Many modifications to silver staining method have been reported since the introduction of silver staining method for the analysis of proteins and nucleic acid analysis in agarose and polyacrylamide gels. It has been reported that some procedures used to stain nucleic acids in polyacrylamide gels are not suitable for agarose gels due to differences in the chemical compositions of both matrices.

The agarose matrix has the disadvantage of nonspecific depositions of silver ions resulting in high background (Willoughby and Lambert 1983, Peats 1983, and Lasne et al 1983). Those protocols developed in order to reduce the nonspecific stain in agarose gels involve time-consuming pretreatment steps with K2Cr2O7 or Na2S2O3 (Zalazar et al, 2001). During image development almost all staining procedures reduce silver ion to colloidal silver, which is then deposited in the immediate vicinity of the staining substratum.

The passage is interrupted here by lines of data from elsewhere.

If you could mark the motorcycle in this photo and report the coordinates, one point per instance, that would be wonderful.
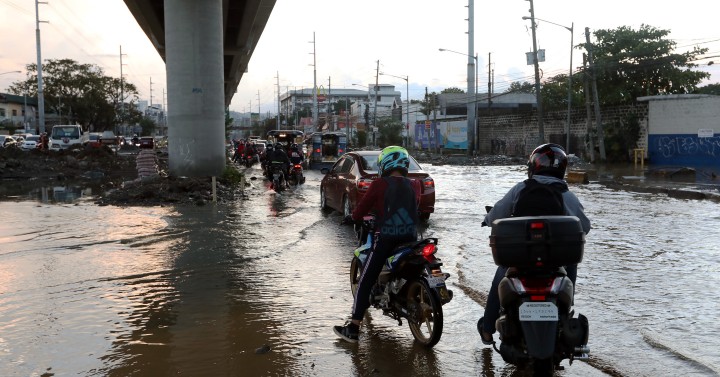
(296, 174)
(278, 174)
(537, 323)
(411, 284)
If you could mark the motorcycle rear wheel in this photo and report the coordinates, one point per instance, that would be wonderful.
(356, 268)
(426, 318)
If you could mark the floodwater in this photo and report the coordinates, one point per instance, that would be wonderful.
(254, 288)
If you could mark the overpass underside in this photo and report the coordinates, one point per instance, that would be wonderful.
(206, 46)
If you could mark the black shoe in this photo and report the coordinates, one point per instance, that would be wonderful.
(348, 332)
(485, 336)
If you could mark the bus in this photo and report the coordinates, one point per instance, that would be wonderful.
(324, 148)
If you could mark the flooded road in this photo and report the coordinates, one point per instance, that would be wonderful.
(205, 291)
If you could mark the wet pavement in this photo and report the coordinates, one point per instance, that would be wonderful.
(253, 288)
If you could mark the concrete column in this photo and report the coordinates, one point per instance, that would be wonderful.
(196, 99)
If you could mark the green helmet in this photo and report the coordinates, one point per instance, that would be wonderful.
(392, 158)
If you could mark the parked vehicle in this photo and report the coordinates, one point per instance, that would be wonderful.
(66, 136)
(346, 182)
(537, 325)
(94, 140)
(31, 142)
(324, 148)
(7, 141)
(411, 285)
(296, 175)
(285, 137)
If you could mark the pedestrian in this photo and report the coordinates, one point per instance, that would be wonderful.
(544, 193)
(393, 198)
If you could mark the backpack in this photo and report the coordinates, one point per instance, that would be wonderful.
(400, 218)
(538, 199)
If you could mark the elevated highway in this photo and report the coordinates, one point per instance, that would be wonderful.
(206, 46)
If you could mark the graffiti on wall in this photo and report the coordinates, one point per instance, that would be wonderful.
(686, 148)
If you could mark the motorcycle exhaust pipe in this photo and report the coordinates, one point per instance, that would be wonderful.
(581, 353)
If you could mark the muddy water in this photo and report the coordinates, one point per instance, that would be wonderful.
(106, 291)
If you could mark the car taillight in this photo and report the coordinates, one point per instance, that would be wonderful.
(429, 250)
(364, 183)
(428, 183)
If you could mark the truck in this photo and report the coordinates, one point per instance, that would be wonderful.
(65, 136)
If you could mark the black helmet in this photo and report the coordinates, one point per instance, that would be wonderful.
(548, 159)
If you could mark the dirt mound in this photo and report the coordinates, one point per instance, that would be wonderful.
(117, 174)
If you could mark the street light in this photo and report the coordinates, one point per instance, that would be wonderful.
(471, 127)
(567, 125)
(538, 94)
(407, 108)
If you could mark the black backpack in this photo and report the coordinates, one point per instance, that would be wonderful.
(400, 217)
(537, 199)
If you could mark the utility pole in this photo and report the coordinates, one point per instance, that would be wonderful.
(598, 117)
(278, 85)
(489, 81)
(122, 93)
(471, 75)
(588, 113)
(538, 95)
(315, 107)
(41, 97)
(377, 73)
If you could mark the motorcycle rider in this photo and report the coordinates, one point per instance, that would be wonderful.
(295, 154)
(546, 166)
(279, 156)
(392, 192)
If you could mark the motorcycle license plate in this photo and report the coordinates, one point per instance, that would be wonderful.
(538, 311)
(435, 281)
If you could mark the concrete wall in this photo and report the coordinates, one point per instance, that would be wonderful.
(684, 130)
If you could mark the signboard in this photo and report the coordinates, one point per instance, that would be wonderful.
(706, 132)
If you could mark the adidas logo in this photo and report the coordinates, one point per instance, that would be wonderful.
(400, 223)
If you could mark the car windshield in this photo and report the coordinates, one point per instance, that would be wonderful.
(369, 163)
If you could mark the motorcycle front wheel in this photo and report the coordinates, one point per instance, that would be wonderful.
(355, 272)
(426, 318)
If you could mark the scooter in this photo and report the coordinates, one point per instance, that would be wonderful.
(537, 325)
(411, 285)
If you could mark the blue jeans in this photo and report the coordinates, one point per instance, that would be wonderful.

For optimal image contrast, the level of silver reduction in the gel matrix must be kept to a minimum level. This is performed by appropriate modulation of the speed of the reduction process, which depends mainly on the pH, the absolute and relative concentrations of silver and reducing agents, and the rate constant of the reaction (Anolles and Gresshoff, 1994).

Silver staining is also useful for the microarray technology in order to impede the interference of fluorescent label with the hybridisation process. This advantage is achieved by application of silver staining after the hybridization process. Silver staining also eliminates the need of fluorescence imaging equipment in microarray technology by means of using a film scanner.

The aims of the present study are to optimize a silver staining protocol performed for a commercially obtained DNA molecular weight marker, in which the procedure is modified. The detection limit of silver staining is investigated and is compared with ethidium bromide staining.

Moreover, some of the siver staining methods are varied and are compared with ethidium bromide staining. The silver staining protocol is modified inorder to increase the sensitivity and reduce background staining. After a suitable protocol is optimized DNA are deposited on filter paper at various dilutions and stained with the optimized. This has implications for the development of portable biosensors with label free detection.